Since her surgery in August—medics anticipate a full recovery—Hobbs has been back in “the rehab stage” and began treadmill jogging in late October. Her summer and fall have been devoted to finishing her Interdisciplinary Studies degree and watching Netflix. “But I saw just about everything on Netflix,” she says, “so I kind of switched over to Starz.” And to FX, home of the series Snowfall, a dramatization of the ’80s crack epidemic in LA. Hobbs also probably is not the first college student to have delayed her discovery of Breaking Bad, another fave she cites, until now when her schedule has eased somewhat.

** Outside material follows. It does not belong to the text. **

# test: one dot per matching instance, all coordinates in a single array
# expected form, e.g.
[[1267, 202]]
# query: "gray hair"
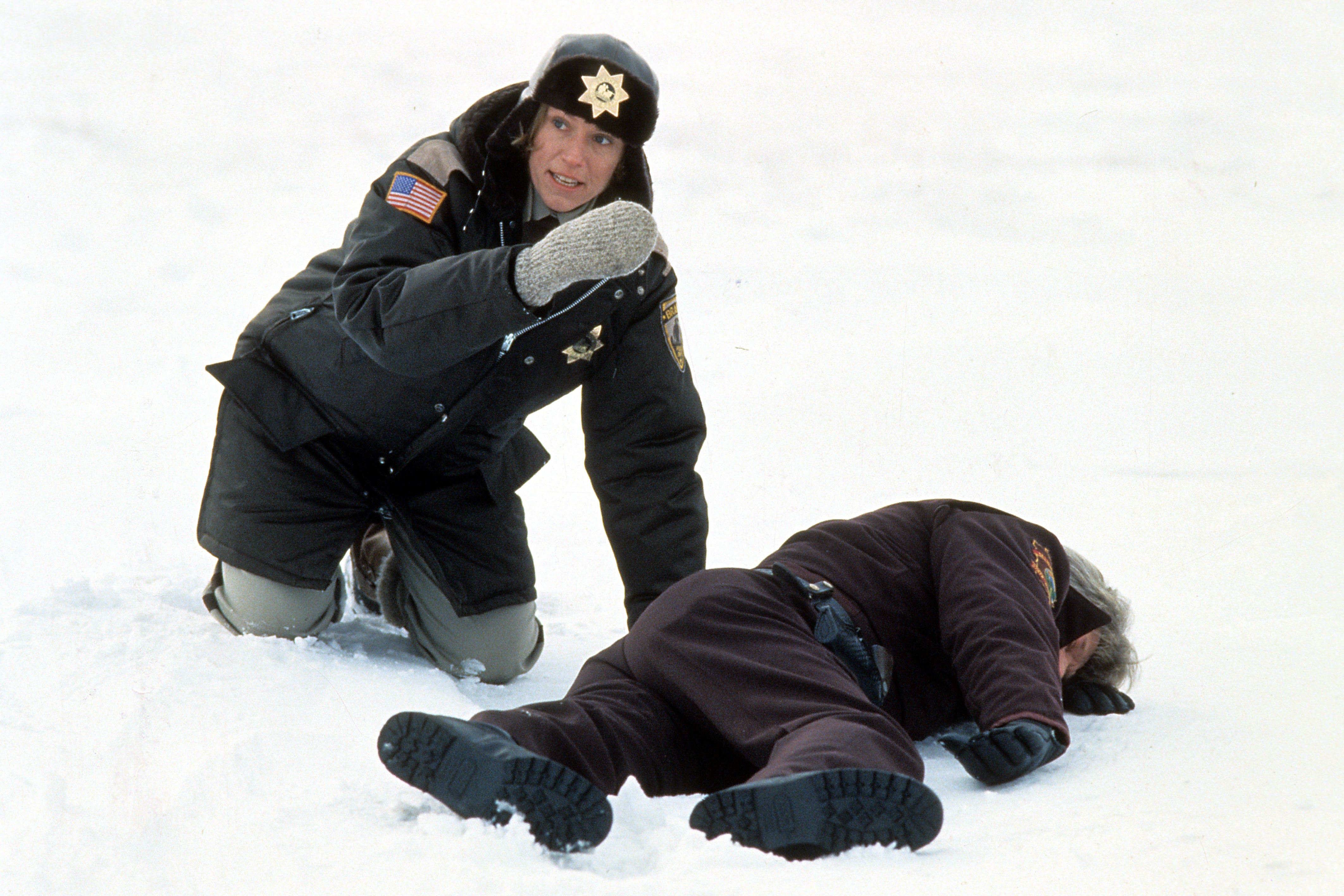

As Hobbs seeks to extend her status as ’18’s hottest U.S. dashwoman into the World Championships campaign ahead, the global title meet’s anomalous late staging next fall will give her time to return her knee and the rest of her body to full fitness.

“I’ve never competed that long, on into October,” she says. “That’ll be the first time for that.” Staying in Baton Rouge under Shaver’s watchful eye, “This year we’re kind of taking it day by day,” she adds. “I’m not sure exactly what meets I’ll be competing in to get prepared for the Worlds [and the U.S. Trials in July] but we definitely want to have a good plan. Either way, I will be prepared.”

Looking forward to donning that college graduation cap before year’s end, Hobbs has identified an area in which she can improve her preparation for sprinting. “At home-wise, I’m excited about eating better,” she says. “I won’t be taking classes, I won’t have that much time on campus, I can actually be home and focusing on what I’m eating. I think that will be important for my training.”

No longer is Aleia Hobbs running from big dogs. She’s running with the big dogs.